21 August 2016

lewis & potter.

I have, in preparation for a project, been leafing through Lewis' collected letters—one can hardly do anything but leaf, as except for the slim and delightful Letters to Children they're all rather intimidatingly doorstoppery. Excepted also is the volume that Warren Lewis edited, which takes the eminently sane path of collecting only the interesting bits of letters, and interspersing them with interesting bits out of Jack's diaries. Dare I say that Warren was in some ways a better editor of his brother's work than Hooper was? I do dare, because it's true. He didn't annotate but I don't hold this against him as it saved him from Hooper's deadly sin of overannotation.

The extent of the Lewis correspondence is vast, especially when you consider how very little pleasure it gave him. (A note to Dorothy Sayers: "Oh the mails: every bore in two continents seems to think I like getting letters. One's real friends are precisely the people one never gets time to write to.") Despite that—and may we give thanks for his sake that he was spared the indignities of email, which would have enabled even more total strangers to make unreasonable demands on his time—he wrote terrific letters. Did you know he had a long correspondence with a nun and used to sign himself Brother Ass? And here's the reason for this post, a particular gem I encountered in volume II (1931—1949). He's discussing Beatrix Potter in a letter to one Delmar Banner:
It was the Professor of Anglo-Saxon [i.e. Tolkien] who first pointed out to me that her art of putting about ten words on one page so as to have a perfect rhythm and to answer just the questions a child would ask, is almost as severe as that of lyric poetry. She has a secure place among the masters of English prose. He and I have often played with the idea of a pilgrimage to see her, and pictured what fun it would be to shoulder aside the mobs of people who want to show you all the Wordsworth places with the brief rejoinder "We are looking for Miss Potter."
Which is delightful. I'd known that Lewis loved Potter's work, especially Squirrel Nutkin—in some ways his totally unpretentious love of children's literature was one of his more appealing qualities; see also the bit in The Problem of Pain where he's talking about numinous awe and his first example is out of The Wind in the Willows—but I hadn't realized that he saw her as a serious artist to this extent, still less that Tolkien loved her too and the two of them were a sort of fan-club. This sort of thing is why even when Lewis says something infuriating (as he so often does!) I can never get properly mad at him; I criticize him of course, but emotionally I can only sigh and say "sit down, Jack," as though he were a troublesome uncle or a much-beloved family friend.
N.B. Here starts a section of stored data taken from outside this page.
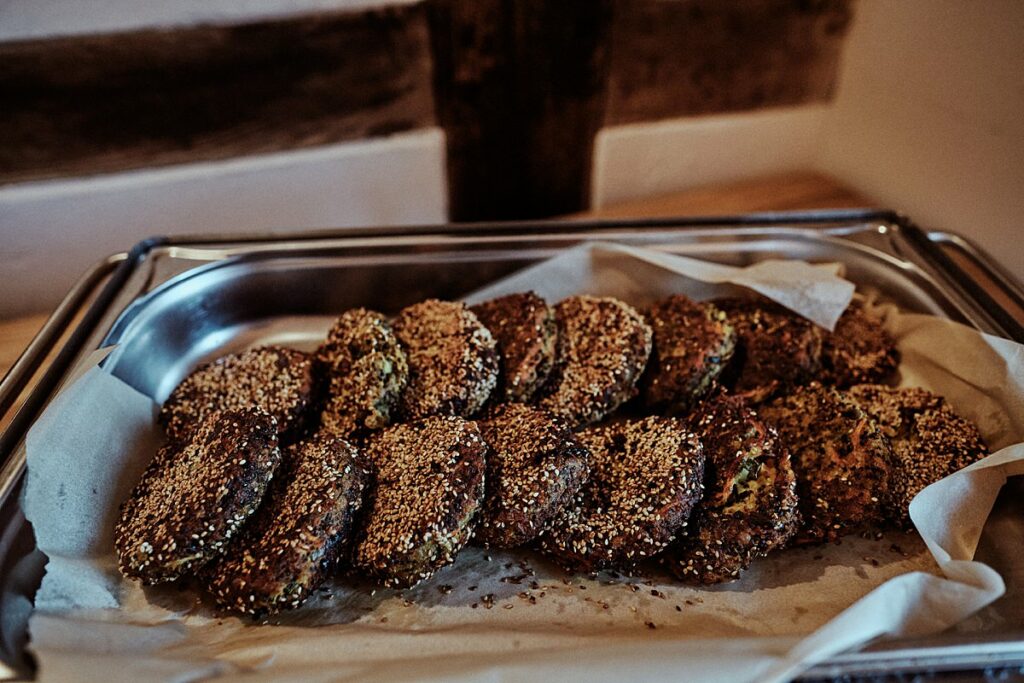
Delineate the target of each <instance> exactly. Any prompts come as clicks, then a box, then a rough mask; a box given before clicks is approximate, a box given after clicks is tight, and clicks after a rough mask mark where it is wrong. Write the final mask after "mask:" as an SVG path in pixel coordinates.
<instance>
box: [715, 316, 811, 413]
mask: <svg viewBox="0 0 1024 683" xmlns="http://www.w3.org/2000/svg"><path fill="white" fill-rule="evenodd" d="M714 303H715V305H717V306H718V307H719V308H720V309H721V310H723V311H725V314H726V317H727V318H728V321H729V323H730V324H731V325H732V326H733V327H734V328H735V329H736V337H737V348H736V352H735V353H734V354H733V361H732V364H731V365H730V368H729V371H728V372H727V373H726V374H727V375H729V378H728V381H725V382H723V383H724V384H726V386H728V387H729V388H730V389H731V390H732V391H733V392H734V393H739V394H743V395H744V396H745V397H746V398H748V399H749V400H751V401H753V402H761V401H764V400H767V399H768V398H770V397H771V396H773V395H776V394H779V393H785V392H787V391H792V390H793V389H794V388H796V387H798V386H801V385H804V384H807V383H809V382H811V381H812V380H814V379H815V378H817V376H818V374H819V373H820V371H821V345H822V340H823V337H824V331H823V330H822V329H821V328H819V327H817V326H816V325H814V324H813V323H811V322H810V321H808V319H806V318H803V317H801V316H800V315H797V314H796V313H794V312H792V311H790V310H787V309H785V308H783V307H782V306H779V305H778V304H775V303H773V302H771V301H768V300H767V299H738V298H734V299H720V300H717V301H715V302H714Z"/></svg>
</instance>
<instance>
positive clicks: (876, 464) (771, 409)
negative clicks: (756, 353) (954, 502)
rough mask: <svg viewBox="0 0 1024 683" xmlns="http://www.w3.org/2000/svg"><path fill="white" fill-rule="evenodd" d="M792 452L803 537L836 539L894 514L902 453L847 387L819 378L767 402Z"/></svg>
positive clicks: (793, 466)
mask: <svg viewBox="0 0 1024 683" xmlns="http://www.w3.org/2000/svg"><path fill="white" fill-rule="evenodd" d="M758 414H759V415H760V416H761V418H762V419H763V420H764V421H765V422H767V423H768V424H769V425H771V426H774V427H775V428H776V429H777V430H778V434H779V438H780V439H781V441H782V444H783V445H785V446H786V447H788V449H790V452H791V453H792V454H793V467H794V469H795V470H796V471H797V477H798V479H797V481H798V487H797V488H798V493H799V495H800V509H801V514H802V516H803V518H804V526H803V528H802V529H801V531H800V535H799V536H798V538H797V541H798V542H800V543H815V542H820V541H833V540H835V539H838V538H839V537H841V536H843V535H844V533H846V532H848V531H852V530H855V529H857V528H860V527H862V526H865V525H878V524H880V523H882V522H883V521H884V520H885V519H886V516H887V514H886V513H887V511H888V506H889V501H890V498H891V495H890V482H891V481H892V475H893V472H894V469H895V458H894V456H893V451H892V447H891V446H890V444H889V440H888V439H887V438H886V437H885V435H884V434H883V433H882V430H881V429H879V426H878V424H877V423H876V422H874V421H873V420H872V419H871V418H870V416H869V415H867V414H866V413H865V412H864V411H863V410H861V409H860V407H859V405H858V404H857V403H856V401H854V400H853V399H852V398H851V397H850V396H849V394H846V393H844V392H842V391H839V390H838V389H835V388H833V387H823V386H820V385H818V384H812V385H810V386H807V387H801V388H800V389H798V390H797V391H795V392H794V393H792V394H790V395H787V396H783V397H780V398H776V399H774V400H773V401H771V402H770V403H767V404H765V405H762V407H761V408H760V409H759V410H758Z"/></svg>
I've known him too long: I know too many endearing little facts about him, and I'm too well-acquainted with his fundamental intellectual humility.

So what I want to know is chiefly
1: Did they ever meet, and
2: Do we know if she knew his work?

Question 1 is a great deal easier to answer than 2, at any rate with the materials I have on hand. The Banner letter reads as though they hadn't met (you don't go on a pilgrimage to see someone you're already acquainted with, do you?), and it's dated November 1942; Potter died just over a year later, in December 1943, and it's not inconceivable that the two could have met at some time in that window. This letter is the last reference to her in the volume, though, and glancing at several biographies I don't see any references to her apart from the fact that he enjoyed her work. So there's no correspondence, and if there was a meeting the Lewis biographers either don't know about it or haven't thought it worth mentioning. I can't approach the question from the other end because I haven't any works on Potter. (There's no reference in the Tolkien biography either.)

But there's one last means of finding out. The context of the original letter I cite is that Banner had asked him to visit, and Lewis said that he couldn't but would love to, especially if there was any chance of managing to visit Potter—who lived near him in the Lake Country. And then early in 1944 there's another letter to Banner wherein he writes "Less chance now than ever of my getting to your much desired valleys. My domestic difficulties grow worse daily and half my correspondence consists of refusing engagements which I should both like to, and ought to, accept." So by 1944 the desired visit to the Lake Country had not materialized. If it had, even or especially in the form of a "pilgrimage," it seems to me he would have mentioned it here, and so I'm almost certain that no meeting ever took place. It's not the answer I wanted, but the satisfaction of using research to answer a trivial but interesting question is so great that I don't mind in the slightest.

As always, if anyone has any contradictory knowledge—or any data on whether Potter ever read Lewis—please write in. Please join me also in the mental image of C.S. Lewis and Beatrix Potter as a superhero team-up and/or a crime solving duo. She's a genre-defining children's author, he's also a genre-defining children's author, she's a Lake Country sheep farmer, he's an Oxford don, they fight crime. Yes? Yes.

Nothing more on the Lewis project for now, though a proof of concept may show up here at some point in the nearish future. And I've got several other posts in the pipeline, but as I'm flying to the States tomorrow and will be moving back in to the dorms I expect I'll be fairly scatterbrained for a good while yet. Which is the other reason I've been reading Lewis of course; the combination of straightfowardness and familiarity is very soothing indeed.